Representative L’Italien voted in favor of legislation to strengthen child protections in the workforce and streamline the work permit process. The legislation updates antiquated statutes and increases penalties against those who violate child labor laws.
North Andover – State Representatives Barbara L’Italien (D- Andover) voted in favor of legislation strengthening protections to all Massachusetts children, under the age of 18, in the workplace. The legislation also took steps to further streamline the child work permit process.
The bill was passed last week to strengthen Massachusetts’s child labor laws. The House voted overwhelmingly to send the bill to the Senate after the Joint Committee on Commerce and Labor reported on it favorably. The vote marks the first time since the 1930’s that the Legislature significantly reformed Child Labor statutes.
“This legislation is beneficial to both employees and employers. The existing laws do not accurately reflect the current job market affecting young workers today,” said Representative L’Italien. “As a teenager I learned valuable life lessons in the workplace and believe that today’s teenagers can benefit from similar experiences, however, we must guarantee that they do so in a safe and appropriate environment.”

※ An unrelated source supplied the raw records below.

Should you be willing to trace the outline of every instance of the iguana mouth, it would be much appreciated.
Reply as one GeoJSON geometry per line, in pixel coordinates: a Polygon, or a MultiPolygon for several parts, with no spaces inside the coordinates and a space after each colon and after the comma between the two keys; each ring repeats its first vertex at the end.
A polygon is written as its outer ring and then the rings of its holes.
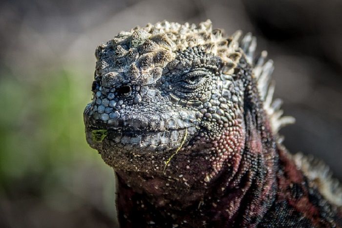
{"type": "Polygon", "coordinates": [[[123,150],[143,154],[150,151],[172,150],[179,146],[185,135],[188,132],[192,134],[195,131],[193,126],[163,131],[129,131],[88,127],[86,134],[87,141],[96,149],[105,144],[115,151],[123,150]]]}

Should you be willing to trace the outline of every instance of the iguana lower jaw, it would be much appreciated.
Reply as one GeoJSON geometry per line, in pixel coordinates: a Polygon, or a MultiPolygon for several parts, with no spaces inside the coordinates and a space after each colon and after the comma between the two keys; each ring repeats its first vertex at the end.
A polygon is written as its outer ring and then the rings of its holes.
{"type": "Polygon", "coordinates": [[[273,62],[240,35],[163,21],[97,49],[86,132],[117,174],[122,227],[342,227],[281,145],[294,120],[273,62]]]}

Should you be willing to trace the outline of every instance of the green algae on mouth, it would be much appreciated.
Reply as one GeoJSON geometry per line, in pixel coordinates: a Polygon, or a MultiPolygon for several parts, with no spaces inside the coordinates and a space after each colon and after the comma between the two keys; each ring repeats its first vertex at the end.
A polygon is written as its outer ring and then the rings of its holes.
{"type": "Polygon", "coordinates": [[[101,143],[107,136],[108,131],[105,129],[93,130],[91,131],[91,138],[93,142],[101,143]]]}

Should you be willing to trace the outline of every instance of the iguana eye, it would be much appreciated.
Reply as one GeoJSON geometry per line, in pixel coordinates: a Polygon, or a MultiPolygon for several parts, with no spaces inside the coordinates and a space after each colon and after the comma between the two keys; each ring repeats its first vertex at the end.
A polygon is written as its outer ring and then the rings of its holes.
{"type": "Polygon", "coordinates": [[[205,83],[208,75],[209,72],[206,70],[194,70],[183,75],[177,84],[186,90],[195,89],[205,83]]]}

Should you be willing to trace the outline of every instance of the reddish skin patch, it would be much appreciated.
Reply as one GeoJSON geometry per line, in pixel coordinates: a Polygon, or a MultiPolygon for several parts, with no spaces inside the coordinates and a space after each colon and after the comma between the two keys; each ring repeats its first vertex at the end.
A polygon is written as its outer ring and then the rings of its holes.
{"type": "Polygon", "coordinates": [[[321,216],[319,208],[310,202],[308,189],[303,185],[305,180],[301,171],[297,168],[294,162],[284,150],[279,149],[279,160],[284,167],[283,176],[278,177],[279,188],[286,190],[280,192],[279,195],[286,200],[296,211],[309,219],[312,225],[316,227],[328,227],[329,224],[326,223],[321,216]],[[294,184],[300,186],[303,190],[302,195],[297,199],[294,197],[288,190],[289,187],[294,184]]]}

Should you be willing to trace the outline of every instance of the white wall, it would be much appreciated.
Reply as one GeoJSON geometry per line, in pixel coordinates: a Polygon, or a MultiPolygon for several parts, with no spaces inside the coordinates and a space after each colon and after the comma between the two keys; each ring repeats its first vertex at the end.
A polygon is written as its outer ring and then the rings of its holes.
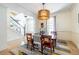
{"type": "Polygon", "coordinates": [[[56,15],[57,38],[62,40],[71,40],[71,9],[62,10],[56,15]]]}
{"type": "Polygon", "coordinates": [[[6,8],[0,5],[0,50],[6,47],[7,42],[6,15],[6,8]]]}
{"type": "Polygon", "coordinates": [[[14,12],[14,10],[7,8],[7,41],[22,39],[23,35],[21,33],[18,33],[10,28],[10,12],[14,12]]]}
{"type": "Polygon", "coordinates": [[[79,4],[75,4],[72,8],[72,40],[79,48],[79,4]]]}

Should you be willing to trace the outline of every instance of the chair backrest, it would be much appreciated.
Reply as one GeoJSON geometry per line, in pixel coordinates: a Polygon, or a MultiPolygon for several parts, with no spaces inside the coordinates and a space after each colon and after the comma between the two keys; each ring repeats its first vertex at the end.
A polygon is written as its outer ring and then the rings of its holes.
{"type": "Polygon", "coordinates": [[[26,38],[27,38],[27,43],[32,44],[33,39],[32,39],[32,33],[26,33],[26,38]]]}
{"type": "Polygon", "coordinates": [[[41,35],[41,45],[42,46],[47,46],[47,47],[51,47],[52,45],[52,40],[51,40],[51,37],[50,35],[41,35]]]}

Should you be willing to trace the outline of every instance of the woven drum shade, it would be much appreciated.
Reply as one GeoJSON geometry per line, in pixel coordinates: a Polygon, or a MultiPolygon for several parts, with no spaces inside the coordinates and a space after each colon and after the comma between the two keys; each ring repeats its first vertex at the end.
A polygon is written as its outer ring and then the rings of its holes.
{"type": "Polygon", "coordinates": [[[39,20],[48,20],[49,18],[49,10],[47,9],[42,9],[38,11],[38,19],[39,20]]]}

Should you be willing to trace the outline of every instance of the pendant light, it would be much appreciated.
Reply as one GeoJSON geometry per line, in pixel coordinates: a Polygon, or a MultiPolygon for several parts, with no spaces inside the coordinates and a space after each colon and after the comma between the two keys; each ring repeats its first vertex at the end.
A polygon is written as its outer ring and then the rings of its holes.
{"type": "Polygon", "coordinates": [[[49,16],[50,16],[50,12],[49,10],[44,8],[45,3],[42,3],[43,5],[43,9],[38,11],[38,19],[39,20],[48,20],[49,16]]]}

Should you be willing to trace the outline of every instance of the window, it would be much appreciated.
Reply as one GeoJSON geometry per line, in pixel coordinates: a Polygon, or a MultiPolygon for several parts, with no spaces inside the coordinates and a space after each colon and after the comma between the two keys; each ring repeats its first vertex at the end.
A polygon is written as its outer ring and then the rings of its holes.
{"type": "Polygon", "coordinates": [[[49,35],[52,35],[52,37],[54,36],[52,33],[55,31],[55,18],[54,17],[50,17],[49,20],[47,20],[47,33],[49,35]]]}

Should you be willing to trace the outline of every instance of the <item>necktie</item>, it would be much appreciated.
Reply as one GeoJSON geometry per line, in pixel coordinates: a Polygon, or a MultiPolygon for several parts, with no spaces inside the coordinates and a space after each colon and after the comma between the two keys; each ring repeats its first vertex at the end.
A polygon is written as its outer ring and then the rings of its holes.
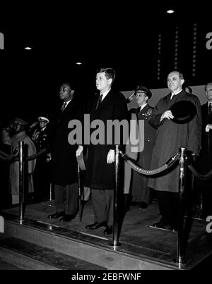
{"type": "Polygon", "coordinates": [[[211,116],[211,104],[209,104],[209,106],[208,106],[208,114],[209,114],[209,116],[211,116]]]}
{"type": "Polygon", "coordinates": [[[67,105],[67,103],[64,102],[64,104],[62,105],[62,107],[61,107],[61,110],[62,111],[64,111],[64,110],[66,109],[66,105],[67,105]]]}
{"type": "Polygon", "coordinates": [[[100,106],[100,104],[101,102],[102,102],[102,96],[103,96],[102,94],[101,94],[100,95],[99,99],[98,99],[98,103],[97,103],[97,105],[96,105],[95,110],[97,110],[98,108],[100,106]]]}

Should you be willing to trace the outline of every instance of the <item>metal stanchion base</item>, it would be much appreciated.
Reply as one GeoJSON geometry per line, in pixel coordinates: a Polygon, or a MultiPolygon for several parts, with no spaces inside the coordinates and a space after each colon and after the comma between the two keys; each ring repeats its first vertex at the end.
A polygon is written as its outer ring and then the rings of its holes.
{"type": "Polygon", "coordinates": [[[178,264],[179,268],[184,267],[184,265],[187,263],[187,261],[185,259],[184,257],[179,257],[173,259],[173,261],[175,262],[175,264],[178,264]]]}
{"type": "Polygon", "coordinates": [[[117,243],[114,243],[114,242],[109,242],[109,245],[114,247],[114,250],[116,250],[116,247],[120,247],[120,245],[122,245],[122,244],[120,242],[117,242],[117,243]]]}

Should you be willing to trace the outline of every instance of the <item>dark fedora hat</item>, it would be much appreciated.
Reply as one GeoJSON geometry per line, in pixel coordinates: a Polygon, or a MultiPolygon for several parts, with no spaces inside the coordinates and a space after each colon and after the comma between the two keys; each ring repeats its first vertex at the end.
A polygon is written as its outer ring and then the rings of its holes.
{"type": "Polygon", "coordinates": [[[179,101],[170,109],[174,118],[172,121],[178,124],[187,123],[191,121],[196,113],[196,106],[190,101],[179,101]]]}
{"type": "Polygon", "coordinates": [[[86,168],[86,163],[84,160],[84,156],[83,152],[76,157],[77,162],[81,171],[85,171],[86,168]]]}
{"type": "Polygon", "coordinates": [[[136,92],[138,92],[139,91],[143,92],[144,93],[146,93],[149,99],[152,97],[152,93],[151,93],[151,90],[149,90],[147,87],[142,86],[141,85],[136,86],[135,92],[134,92],[134,95],[136,95],[136,92]]]}

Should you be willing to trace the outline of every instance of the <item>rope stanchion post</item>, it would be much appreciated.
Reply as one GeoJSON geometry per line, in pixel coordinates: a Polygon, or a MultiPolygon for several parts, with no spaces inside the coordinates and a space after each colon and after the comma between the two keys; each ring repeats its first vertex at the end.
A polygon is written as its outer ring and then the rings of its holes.
{"type": "Polygon", "coordinates": [[[19,221],[21,223],[24,220],[24,142],[20,141],[19,146],[19,221]]]}
{"type": "Polygon", "coordinates": [[[184,230],[184,196],[185,190],[186,180],[186,163],[185,163],[185,148],[179,148],[179,212],[178,212],[178,236],[177,236],[177,258],[174,260],[178,264],[179,268],[187,263],[184,257],[184,247],[183,242],[183,230],[184,230]]]}
{"type": "Polygon", "coordinates": [[[52,200],[52,184],[49,184],[49,201],[52,200]]]}
{"type": "Polygon", "coordinates": [[[116,145],[114,152],[114,173],[115,173],[115,188],[114,191],[114,206],[113,206],[113,232],[112,243],[114,249],[117,246],[119,246],[119,212],[118,212],[118,192],[119,187],[119,145],[116,145]]]}

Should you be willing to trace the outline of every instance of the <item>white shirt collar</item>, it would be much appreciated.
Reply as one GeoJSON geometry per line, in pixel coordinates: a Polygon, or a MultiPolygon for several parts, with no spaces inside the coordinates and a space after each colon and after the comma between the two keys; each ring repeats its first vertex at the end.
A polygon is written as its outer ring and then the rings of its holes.
{"type": "Polygon", "coordinates": [[[107,96],[107,94],[109,93],[109,92],[111,90],[111,89],[109,89],[107,91],[102,93],[100,92],[100,94],[102,94],[102,101],[103,101],[103,99],[105,99],[105,97],[107,96]]]}
{"type": "Polygon", "coordinates": [[[147,105],[147,103],[145,104],[143,104],[141,106],[140,106],[140,111],[141,111],[142,109],[144,109],[146,105],[147,105]]]}
{"type": "Polygon", "coordinates": [[[173,92],[172,92],[172,94],[171,94],[170,99],[172,99],[172,97],[173,97],[175,95],[177,95],[177,94],[179,94],[181,92],[182,92],[182,89],[181,89],[180,91],[179,91],[179,92],[178,92],[177,93],[176,93],[176,94],[175,94],[175,93],[173,93],[173,92]]]}

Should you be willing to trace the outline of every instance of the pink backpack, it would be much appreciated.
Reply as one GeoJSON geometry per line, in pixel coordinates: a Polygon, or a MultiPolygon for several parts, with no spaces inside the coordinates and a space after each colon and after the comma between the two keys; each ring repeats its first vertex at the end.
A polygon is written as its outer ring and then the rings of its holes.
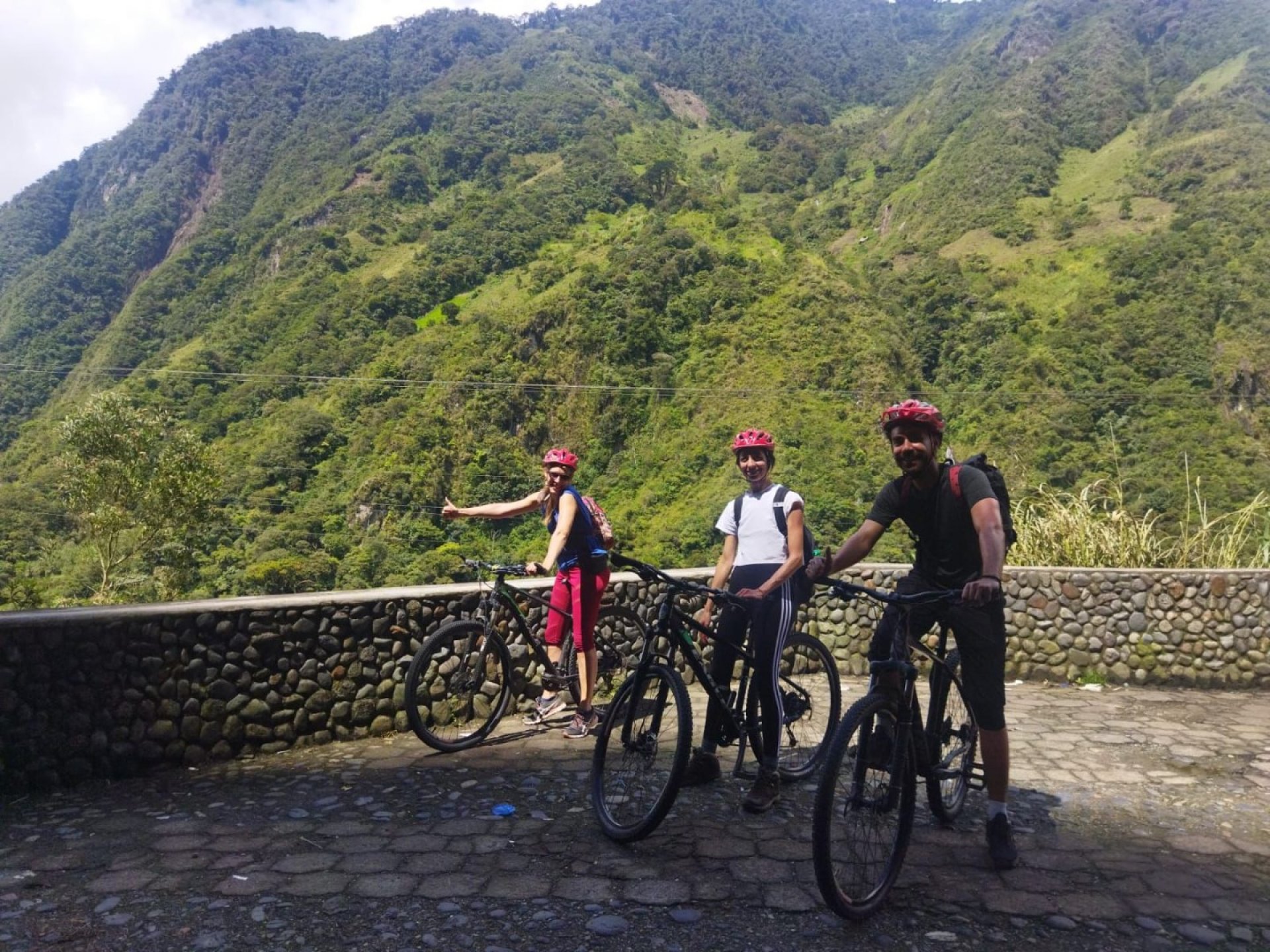
{"type": "Polygon", "coordinates": [[[613,524],[608,522],[608,517],[605,514],[605,510],[601,509],[599,503],[597,503],[591,496],[583,496],[582,501],[583,505],[587,506],[587,512],[591,514],[591,527],[596,531],[596,534],[599,537],[599,545],[602,545],[605,548],[612,548],[615,538],[613,524]]]}

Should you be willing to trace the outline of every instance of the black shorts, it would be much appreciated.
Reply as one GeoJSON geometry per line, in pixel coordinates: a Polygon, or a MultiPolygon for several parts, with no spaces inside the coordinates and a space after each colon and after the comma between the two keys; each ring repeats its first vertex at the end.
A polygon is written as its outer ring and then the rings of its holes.
{"type": "MultiPolygon", "coordinates": [[[[912,594],[936,588],[919,575],[906,575],[895,592],[912,594]]],[[[899,635],[903,609],[886,605],[872,642],[869,659],[885,661],[899,635]]],[[[952,628],[956,647],[961,655],[961,685],[965,701],[974,712],[974,720],[983,730],[996,731],[1006,726],[1006,603],[996,599],[986,605],[966,605],[960,602],[933,602],[912,605],[908,609],[908,638],[916,641],[936,622],[946,622],[952,628]]]]}

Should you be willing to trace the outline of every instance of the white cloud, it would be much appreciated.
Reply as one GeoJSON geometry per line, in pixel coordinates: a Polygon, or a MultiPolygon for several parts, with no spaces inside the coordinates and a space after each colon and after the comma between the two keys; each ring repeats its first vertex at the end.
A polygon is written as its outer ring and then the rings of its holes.
{"type": "Polygon", "coordinates": [[[514,17],[546,5],[547,0],[5,4],[5,25],[0,30],[0,129],[9,146],[0,164],[0,202],[75,159],[85,147],[119,132],[161,77],[203,47],[241,30],[293,27],[347,38],[439,6],[514,17]]]}

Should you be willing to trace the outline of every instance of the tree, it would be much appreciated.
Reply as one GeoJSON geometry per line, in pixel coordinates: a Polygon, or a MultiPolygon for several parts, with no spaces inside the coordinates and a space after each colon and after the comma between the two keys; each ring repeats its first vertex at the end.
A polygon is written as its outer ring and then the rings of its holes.
{"type": "Polygon", "coordinates": [[[166,414],[100,393],[61,426],[61,491],[100,570],[95,600],[110,600],[119,570],[188,539],[216,508],[210,451],[166,414]]]}

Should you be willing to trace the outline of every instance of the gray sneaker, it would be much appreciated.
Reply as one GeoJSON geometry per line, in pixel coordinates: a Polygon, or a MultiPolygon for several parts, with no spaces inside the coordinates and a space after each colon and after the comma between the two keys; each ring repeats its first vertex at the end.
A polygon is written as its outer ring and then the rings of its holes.
{"type": "Polygon", "coordinates": [[[582,740],[598,726],[599,715],[596,713],[594,708],[591,711],[577,711],[573,715],[573,720],[569,721],[569,726],[564,729],[564,736],[569,740],[582,740]]]}
{"type": "Polygon", "coordinates": [[[525,715],[526,724],[542,724],[547,717],[564,710],[564,697],[561,694],[552,694],[551,697],[540,697],[533,702],[533,710],[525,715]]]}
{"type": "Polygon", "coordinates": [[[692,751],[692,759],[688,760],[688,767],[683,772],[683,779],[679,781],[681,787],[700,787],[702,783],[710,783],[710,781],[719,779],[719,755],[707,754],[701,748],[692,751]]]}
{"type": "Polygon", "coordinates": [[[1019,862],[1019,847],[1015,845],[1015,831],[1010,817],[997,814],[988,820],[988,856],[998,869],[1013,869],[1019,862]]]}

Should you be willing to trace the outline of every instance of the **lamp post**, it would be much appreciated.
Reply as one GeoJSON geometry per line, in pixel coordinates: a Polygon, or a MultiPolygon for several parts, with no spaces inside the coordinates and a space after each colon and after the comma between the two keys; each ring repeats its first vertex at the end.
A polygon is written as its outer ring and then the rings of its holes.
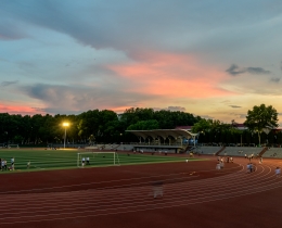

Currently, the Attorney General only has the power to seek criminal charges against violators of the child labor laws. The existing statutes are rarely enforced because the criminal courts are not inclined to pursue such cases.
The bill strengthens the enforcement authority of the Attorney General’s Office by allowing him to fine employers who violate the Child Labor Laws through a civil process. First offenses would cost $500; second offenses, $1,000; and subsequent offenses, $5,000. “The provisions of this bill would create a much greater deterrent to employers that willingly violate the statute,” Representative L’Italien said.
The bill also extends working hours for all 16 and 17 year olds, from 10 PM to 11:30 PM on non-school nights. Furthermore, the legislation requires that teens working after 8 PM have an adult supervisor, and prohibits minors from working in jobs that require them to carry a firearm. Finally, the bill reorganizes the work permit application process by requiring each child under the age of 18 to obtain an employment permit from their local school superintendent. The current system requires permits for 14 and 15 year olds and educational certificates for 16 and 17 year olds.
Representative L’Italien stated, “Two thirds of American high school students are employed. We need to make sure that the proper safeguards are in place to protect them.”
The bill was filed in response to concerns raised by the Attorney General, the Massachusetts Coalition for Occupational Safety and Health (Mass COSH), and many concerned parents and working teens after reports have shown that teens are injured on the job at approximately twice the rate of adults.